Le trafic de drogue fait, en ce moment plus que jamais, la Une de l’actualité. La France ouvre les yeux sur l’ampleur de ce commerce illégal et sur ses conséquences sur la société. Les réseaux sont tentaculaires, organisés comme des entreprises et génèrent des sommes folles. Les gros bonnets du narcotrafic sont multimillionnaires, si ce n’est pas plus. A Marseille, haut lieu du deal, sans doute encore plus qu’ailleurs.

Problème (si l’on peut dire) : ces euros gagnés grâce aux stupéfiants sont de l’argent sale. Après avoir vendu leur marchandise, les dealers doivent donc blanchir son produit. Dans une grande enquête, Le Monde révèle que cette opération se fait notamment à Dubaï, via des achats immobiliers.

De la poudre à la pierre

Plusieurs caïds de la cité des Oliviers (13e), auraient acheté des appartements dans les tours Act One et Act Two de la ville des Emirats arabes unis. Non pas un petit pied-à-terre par-ci, par-là ou un appartement pour un vague cousin, les narcotrafiquants se sont offerts quarante-cinq biens. L’une des têtes de réseau en aurait acquis vingt-cinq, soit pour plus de 15 millions d’euros, au cours de la même année, en 2021. Il possèderait un étage entier, le quarante et unième de la tour Act Two. Un autre serait propriétaire de douze biens achetés pour un montant total de 7 millions. Lui aussi aurait acquis ces biens en 2021.

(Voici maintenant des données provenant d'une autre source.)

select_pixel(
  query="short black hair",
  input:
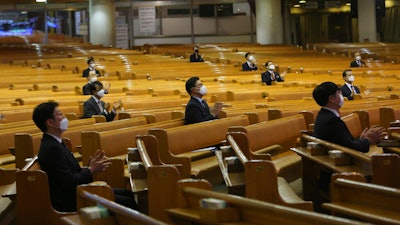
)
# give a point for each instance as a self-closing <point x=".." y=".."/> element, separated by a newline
<point x="93" y="86"/>
<point x="42" y="113"/>
<point x="344" y="72"/>
<point x="322" y="92"/>
<point x="190" y="83"/>
<point x="266" y="64"/>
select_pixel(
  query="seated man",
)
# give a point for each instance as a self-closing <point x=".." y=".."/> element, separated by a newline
<point x="197" y="109"/>
<point x="357" y="61"/>
<point x="196" y="57"/>
<point x="250" y="63"/>
<point x="94" y="105"/>
<point x="348" y="89"/>
<point x="91" y="65"/>
<point x="271" y="75"/>
<point x="92" y="78"/>
<point x="62" y="169"/>
<point x="330" y="127"/>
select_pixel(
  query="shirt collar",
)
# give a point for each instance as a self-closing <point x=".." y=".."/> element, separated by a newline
<point x="55" y="137"/>
<point x="97" y="100"/>
<point x="332" y="110"/>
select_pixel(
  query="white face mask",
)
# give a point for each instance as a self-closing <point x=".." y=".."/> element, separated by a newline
<point x="203" y="90"/>
<point x="64" y="124"/>
<point x="341" y="100"/>
<point x="93" y="79"/>
<point x="271" y="67"/>
<point x="101" y="93"/>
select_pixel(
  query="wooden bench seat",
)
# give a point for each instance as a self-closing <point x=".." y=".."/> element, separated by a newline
<point x="284" y="132"/>
<point x="364" y="201"/>
<point x="176" y="143"/>
<point x="120" y="215"/>
<point x="7" y="137"/>
<point x="176" y="201"/>
<point x="27" y="145"/>
<point x="105" y="140"/>
<point x="269" y="187"/>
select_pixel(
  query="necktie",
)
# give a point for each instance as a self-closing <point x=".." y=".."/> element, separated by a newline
<point x="203" y="103"/>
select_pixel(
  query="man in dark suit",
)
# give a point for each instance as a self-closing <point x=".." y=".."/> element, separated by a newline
<point x="357" y="61"/>
<point x="196" y="57"/>
<point x="250" y="63"/>
<point x="348" y="89"/>
<point x="95" y="106"/>
<point x="330" y="127"/>
<point x="91" y="65"/>
<point x="92" y="78"/>
<point x="271" y="75"/>
<point x="63" y="170"/>
<point x="197" y="109"/>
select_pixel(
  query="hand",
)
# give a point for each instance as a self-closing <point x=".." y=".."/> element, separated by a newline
<point x="373" y="134"/>
<point x="106" y="86"/>
<point x="117" y="104"/>
<point x="216" y="109"/>
<point x="98" y="162"/>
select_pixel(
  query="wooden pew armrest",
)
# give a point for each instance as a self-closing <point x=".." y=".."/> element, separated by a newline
<point x="272" y="150"/>
<point x="364" y="211"/>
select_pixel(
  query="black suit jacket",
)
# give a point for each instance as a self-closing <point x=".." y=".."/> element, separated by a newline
<point x="266" y="77"/>
<point x="85" y="73"/>
<point x="195" y="112"/>
<point x="91" y="108"/>
<point x="331" y="128"/>
<point x="246" y="67"/>
<point x="193" y="58"/>
<point x="346" y="92"/>
<point x="355" y="64"/>
<point x="85" y="89"/>
<point x="63" y="172"/>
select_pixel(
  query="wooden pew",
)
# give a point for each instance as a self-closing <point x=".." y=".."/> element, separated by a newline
<point x="262" y="182"/>
<point x="176" y="145"/>
<point x="32" y="188"/>
<point x="105" y="140"/>
<point x="385" y="169"/>
<point x="7" y="206"/>
<point x="27" y="145"/>
<point x="315" y="161"/>
<point x="120" y="214"/>
<point x="176" y="201"/>
<point x="33" y="196"/>
<point x="7" y="137"/>
<point x="363" y="201"/>
<point x="285" y="132"/>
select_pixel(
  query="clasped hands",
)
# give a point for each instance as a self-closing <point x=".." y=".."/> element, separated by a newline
<point x="98" y="162"/>
<point x="373" y="134"/>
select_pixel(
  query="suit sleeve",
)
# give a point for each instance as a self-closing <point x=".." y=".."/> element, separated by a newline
<point x="342" y="136"/>
<point x="194" y="114"/>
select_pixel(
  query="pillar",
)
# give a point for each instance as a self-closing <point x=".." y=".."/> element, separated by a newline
<point x="366" y="21"/>
<point x="269" y="22"/>
<point x="102" y="22"/>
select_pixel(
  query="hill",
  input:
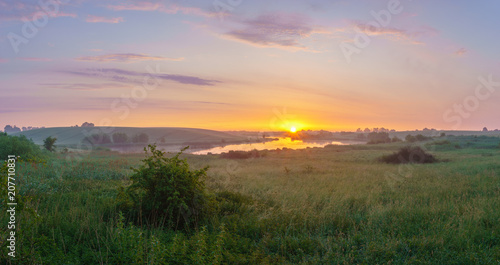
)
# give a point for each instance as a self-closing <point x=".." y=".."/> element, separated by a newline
<point x="67" y="136"/>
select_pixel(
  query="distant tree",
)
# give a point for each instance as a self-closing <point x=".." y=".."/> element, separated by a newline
<point x="378" y="138"/>
<point x="87" y="124"/>
<point x="396" y="139"/>
<point x="119" y="138"/>
<point x="410" y="138"/>
<point x="140" y="138"/>
<point x="97" y="139"/>
<point x="49" y="142"/>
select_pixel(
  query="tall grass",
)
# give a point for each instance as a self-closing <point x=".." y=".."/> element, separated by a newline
<point x="316" y="206"/>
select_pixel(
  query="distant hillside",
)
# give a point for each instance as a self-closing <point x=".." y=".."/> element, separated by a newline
<point x="75" y="135"/>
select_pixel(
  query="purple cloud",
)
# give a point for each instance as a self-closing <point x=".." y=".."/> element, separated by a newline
<point x="126" y="76"/>
<point x="125" y="57"/>
<point x="97" y="19"/>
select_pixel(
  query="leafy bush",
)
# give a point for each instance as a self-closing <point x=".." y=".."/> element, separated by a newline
<point x="417" y="138"/>
<point x="49" y="143"/>
<point x="165" y="191"/>
<point x="241" y="154"/>
<point x="409" y="154"/>
<point x="119" y="138"/>
<point x="140" y="138"/>
<point x="378" y="138"/>
<point x="19" y="146"/>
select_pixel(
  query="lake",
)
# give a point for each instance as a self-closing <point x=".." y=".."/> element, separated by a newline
<point x="270" y="145"/>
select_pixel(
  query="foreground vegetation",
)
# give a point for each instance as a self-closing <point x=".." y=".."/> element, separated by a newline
<point x="334" y="205"/>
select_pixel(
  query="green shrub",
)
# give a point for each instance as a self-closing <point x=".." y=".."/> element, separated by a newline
<point x="409" y="154"/>
<point x="164" y="191"/>
<point x="378" y="138"/>
<point x="19" y="146"/>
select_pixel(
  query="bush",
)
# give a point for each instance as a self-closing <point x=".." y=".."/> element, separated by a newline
<point x="378" y="138"/>
<point x="120" y="138"/>
<point x="241" y="154"/>
<point x="19" y="146"/>
<point x="140" y="138"/>
<point x="49" y="143"/>
<point x="409" y="154"/>
<point x="164" y="191"/>
<point x="97" y="139"/>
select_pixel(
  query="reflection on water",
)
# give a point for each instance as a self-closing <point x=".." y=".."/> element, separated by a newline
<point x="280" y="143"/>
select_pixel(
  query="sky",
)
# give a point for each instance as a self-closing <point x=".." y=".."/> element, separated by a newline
<point x="251" y="65"/>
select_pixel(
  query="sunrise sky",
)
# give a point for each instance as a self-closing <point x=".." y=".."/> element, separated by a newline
<point x="253" y="65"/>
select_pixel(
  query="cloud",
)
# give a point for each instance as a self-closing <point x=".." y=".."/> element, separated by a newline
<point x="461" y="52"/>
<point x="96" y="19"/>
<point x="388" y="32"/>
<point x="274" y="30"/>
<point x="35" y="59"/>
<point x="82" y="86"/>
<point x="132" y="77"/>
<point x="160" y="7"/>
<point x="125" y="57"/>
<point x="28" y="10"/>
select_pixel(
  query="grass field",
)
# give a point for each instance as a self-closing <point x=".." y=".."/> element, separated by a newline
<point x="332" y="205"/>
<point x="69" y="136"/>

Ces appartements sont ensuite pour certains revendus, ce qui permet de blanchir de l’argent, ou louer sur des plateformes de location courte durée pour générer des revenus supplémentaires. Dans tous les cas, comme par enchantement, l’argent gagné illégalement devient de l’argent propre.

Du trou à la tour

Si la façon dont cet argent sort de Dubaï semble évidente, c’est la manière dont il entre aux Emirats arabes unis qui pose question. En petite coupure, en crypto monnaie, via des sociétés écrans, des banques peu scrupuleuses ? Toutes les pistes sont étudiées par l’Ofast (Office anti-stupéfiants), chargé de l’enquête, qui se confronte à un manque de coopération criant des autorités locales. Les narcotrafiquants ne choisissent pas leurs destinations par hasard. Ils savent que dans le golfe Persique, les services judiciaires français auront plus de mal à remonter jusqu’à eux.

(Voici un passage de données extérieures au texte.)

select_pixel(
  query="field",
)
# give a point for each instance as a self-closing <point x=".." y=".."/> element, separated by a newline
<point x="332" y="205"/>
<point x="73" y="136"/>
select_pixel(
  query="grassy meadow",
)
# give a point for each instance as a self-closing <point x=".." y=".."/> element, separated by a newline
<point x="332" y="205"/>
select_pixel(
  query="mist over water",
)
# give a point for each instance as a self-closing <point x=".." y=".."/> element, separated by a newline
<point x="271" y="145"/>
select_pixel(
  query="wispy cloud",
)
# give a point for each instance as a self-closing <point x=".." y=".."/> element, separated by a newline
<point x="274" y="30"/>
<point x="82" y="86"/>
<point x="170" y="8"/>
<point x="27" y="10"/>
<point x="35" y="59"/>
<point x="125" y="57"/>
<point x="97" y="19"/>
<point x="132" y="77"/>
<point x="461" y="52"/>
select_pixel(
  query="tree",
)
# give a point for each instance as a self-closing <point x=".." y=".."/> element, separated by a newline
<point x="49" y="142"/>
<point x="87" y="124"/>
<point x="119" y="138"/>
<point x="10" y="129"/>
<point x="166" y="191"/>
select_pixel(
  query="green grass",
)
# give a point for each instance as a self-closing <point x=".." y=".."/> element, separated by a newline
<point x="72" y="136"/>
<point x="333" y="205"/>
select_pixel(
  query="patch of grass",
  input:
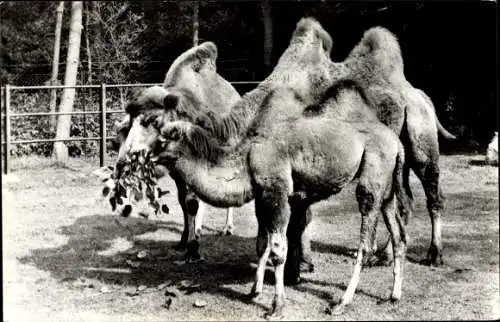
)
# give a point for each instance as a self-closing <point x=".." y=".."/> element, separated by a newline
<point x="57" y="230"/>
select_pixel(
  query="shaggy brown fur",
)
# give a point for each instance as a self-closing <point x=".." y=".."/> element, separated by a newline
<point x="377" y="65"/>
<point x="284" y="156"/>
<point x="191" y="86"/>
<point x="304" y="66"/>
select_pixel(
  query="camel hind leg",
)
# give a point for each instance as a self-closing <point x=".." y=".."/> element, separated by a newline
<point x="190" y="205"/>
<point x="299" y="245"/>
<point x="228" y="228"/>
<point x="396" y="229"/>
<point x="422" y="154"/>
<point x="369" y="196"/>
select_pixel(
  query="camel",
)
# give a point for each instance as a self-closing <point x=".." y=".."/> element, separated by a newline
<point x="376" y="64"/>
<point x="305" y="66"/>
<point x="192" y="80"/>
<point x="287" y="163"/>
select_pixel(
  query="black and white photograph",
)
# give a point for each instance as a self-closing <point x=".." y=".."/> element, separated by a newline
<point x="224" y="160"/>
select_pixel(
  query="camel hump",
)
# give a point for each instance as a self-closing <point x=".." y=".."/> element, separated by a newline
<point x="380" y="47"/>
<point x="196" y="58"/>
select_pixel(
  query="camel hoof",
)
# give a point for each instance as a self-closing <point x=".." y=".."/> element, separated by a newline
<point x="252" y="297"/>
<point x="180" y="246"/>
<point x="392" y="300"/>
<point x="290" y="280"/>
<point x="433" y="262"/>
<point x="380" y="260"/>
<point x="226" y="231"/>
<point x="306" y="267"/>
<point x="335" y="309"/>
<point x="275" y="314"/>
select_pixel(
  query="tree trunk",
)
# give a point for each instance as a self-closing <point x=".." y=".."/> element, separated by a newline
<point x="265" y="6"/>
<point x="64" y="121"/>
<point x="196" y="22"/>
<point x="87" y="44"/>
<point x="55" y="63"/>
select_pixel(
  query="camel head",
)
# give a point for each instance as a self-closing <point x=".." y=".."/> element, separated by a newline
<point x="191" y="86"/>
<point x="184" y="139"/>
<point x="379" y="48"/>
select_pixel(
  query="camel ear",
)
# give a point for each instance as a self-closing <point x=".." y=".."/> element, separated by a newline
<point x="170" y="101"/>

Le plus étonnant dans cette affaire n’est pas que les dealers blanchissent leur argent ou qu’ils soient multipropriétaires à l’étranger. Le plus surprenant, c’est qu’ils font ces opérations depuis leurs cellules. Ils signent des baux de location pour leurs appartements dubaïotes alors qu’ils sont incarcérés en France. Preuve que la prison ne remplit plus sa mission. Pierre-Marie Sève, directeur de l’Institut pour la justice, le confirme à BV : « Normalement, la prison a pour but de neutraliser les délinquants. En principe, quelqu'un qui est en prison ne peut plus commettre de crime et de délit. »

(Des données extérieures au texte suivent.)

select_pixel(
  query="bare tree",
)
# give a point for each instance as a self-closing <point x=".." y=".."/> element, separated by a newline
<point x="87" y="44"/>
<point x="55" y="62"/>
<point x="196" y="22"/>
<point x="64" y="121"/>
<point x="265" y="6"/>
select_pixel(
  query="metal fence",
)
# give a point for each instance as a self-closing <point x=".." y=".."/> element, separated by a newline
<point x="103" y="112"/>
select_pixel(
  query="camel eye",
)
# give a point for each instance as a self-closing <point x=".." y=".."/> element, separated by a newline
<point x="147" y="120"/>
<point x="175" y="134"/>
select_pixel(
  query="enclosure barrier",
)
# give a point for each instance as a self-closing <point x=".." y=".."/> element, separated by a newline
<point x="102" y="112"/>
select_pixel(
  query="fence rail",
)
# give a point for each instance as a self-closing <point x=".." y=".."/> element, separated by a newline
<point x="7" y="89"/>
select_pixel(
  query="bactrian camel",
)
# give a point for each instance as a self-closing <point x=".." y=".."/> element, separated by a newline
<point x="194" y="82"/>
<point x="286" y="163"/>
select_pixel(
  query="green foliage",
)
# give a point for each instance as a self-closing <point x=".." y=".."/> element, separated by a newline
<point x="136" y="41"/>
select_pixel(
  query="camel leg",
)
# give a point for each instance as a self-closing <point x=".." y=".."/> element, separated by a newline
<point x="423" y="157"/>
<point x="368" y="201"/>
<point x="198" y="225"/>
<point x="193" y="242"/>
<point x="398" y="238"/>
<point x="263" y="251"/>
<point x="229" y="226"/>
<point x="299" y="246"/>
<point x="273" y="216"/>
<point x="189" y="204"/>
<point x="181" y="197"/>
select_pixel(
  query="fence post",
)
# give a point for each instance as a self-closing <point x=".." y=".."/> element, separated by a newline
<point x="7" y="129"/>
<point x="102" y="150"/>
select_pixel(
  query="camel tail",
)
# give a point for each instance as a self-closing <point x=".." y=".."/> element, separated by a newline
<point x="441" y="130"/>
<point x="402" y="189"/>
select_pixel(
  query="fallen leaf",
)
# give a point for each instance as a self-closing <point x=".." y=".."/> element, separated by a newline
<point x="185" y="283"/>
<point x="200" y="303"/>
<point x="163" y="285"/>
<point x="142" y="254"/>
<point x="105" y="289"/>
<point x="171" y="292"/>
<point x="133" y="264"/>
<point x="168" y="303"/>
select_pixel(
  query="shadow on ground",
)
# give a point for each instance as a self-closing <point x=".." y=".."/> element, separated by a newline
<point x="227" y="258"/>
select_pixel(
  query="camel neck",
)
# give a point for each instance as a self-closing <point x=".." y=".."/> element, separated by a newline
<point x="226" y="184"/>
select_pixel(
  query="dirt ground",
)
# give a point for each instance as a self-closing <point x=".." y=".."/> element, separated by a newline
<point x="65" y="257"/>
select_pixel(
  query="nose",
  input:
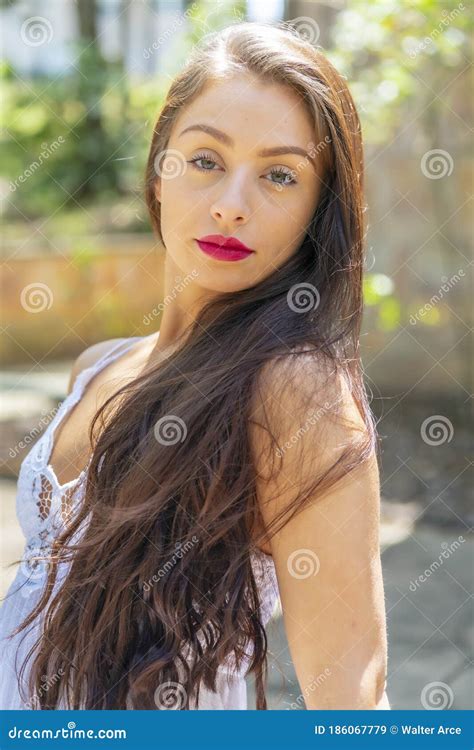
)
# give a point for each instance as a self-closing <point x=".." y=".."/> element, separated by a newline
<point x="231" y="205"/>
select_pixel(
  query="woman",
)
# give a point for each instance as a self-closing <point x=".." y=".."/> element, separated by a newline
<point x="237" y="456"/>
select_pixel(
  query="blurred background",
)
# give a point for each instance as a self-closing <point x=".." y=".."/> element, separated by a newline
<point x="82" y="84"/>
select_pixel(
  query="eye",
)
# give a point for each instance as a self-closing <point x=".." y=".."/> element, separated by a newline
<point x="285" y="173"/>
<point x="202" y="158"/>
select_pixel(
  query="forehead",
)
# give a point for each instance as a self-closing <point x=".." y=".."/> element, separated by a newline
<point x="251" y="112"/>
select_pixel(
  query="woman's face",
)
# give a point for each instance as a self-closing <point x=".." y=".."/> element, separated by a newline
<point x="211" y="185"/>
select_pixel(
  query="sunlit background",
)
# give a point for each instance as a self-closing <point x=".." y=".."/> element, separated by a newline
<point x="82" y="84"/>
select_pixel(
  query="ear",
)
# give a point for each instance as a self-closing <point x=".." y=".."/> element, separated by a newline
<point x="158" y="190"/>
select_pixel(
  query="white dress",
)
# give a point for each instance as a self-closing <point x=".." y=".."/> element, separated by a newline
<point x="41" y="518"/>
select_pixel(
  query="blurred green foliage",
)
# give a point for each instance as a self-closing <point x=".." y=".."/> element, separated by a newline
<point x="75" y="146"/>
<point x="395" y="52"/>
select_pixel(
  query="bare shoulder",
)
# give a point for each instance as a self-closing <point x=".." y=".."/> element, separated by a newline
<point x="89" y="357"/>
<point x="302" y="389"/>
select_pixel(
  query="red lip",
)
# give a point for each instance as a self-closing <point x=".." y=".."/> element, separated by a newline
<point x="224" y="248"/>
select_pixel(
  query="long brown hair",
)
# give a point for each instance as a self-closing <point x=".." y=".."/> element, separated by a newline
<point x="114" y="629"/>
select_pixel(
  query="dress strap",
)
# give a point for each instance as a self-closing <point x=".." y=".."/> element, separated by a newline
<point x="81" y="382"/>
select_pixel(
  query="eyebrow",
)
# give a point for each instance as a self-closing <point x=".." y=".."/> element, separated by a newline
<point x="228" y="141"/>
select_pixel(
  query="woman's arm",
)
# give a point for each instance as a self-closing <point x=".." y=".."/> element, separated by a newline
<point x="327" y="557"/>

Il ajoute : « L’intérêt de la prison est d’isoler socialement partiellement le détenu. » Pourtant, en France, un condamné peut « jouir de ses droits civils et politiques » comme indiqué dans le code de la procédure pénale. Chose qui « interpelle » Pierre-Marie Sève : « A partir du moment où on peut faire des procurations pour acheter des biens et les gérer, quelle est la différence entre le fait d’être dedans ou dehors ? » La question mérite, en effet, d'être posée.

Pour lui, « la seule façon de s’en sortir », de venir à bout de la délinquance, est de faire en sorte que « la prison ne soit pas un espace agréable pour les délinquants ». Dans les prisons françaises où les condamnés disposent de téléphones portables, font des sorties culturelles, organisent des grands jeux et ont moultes permissions, nous en sommes encore très loin.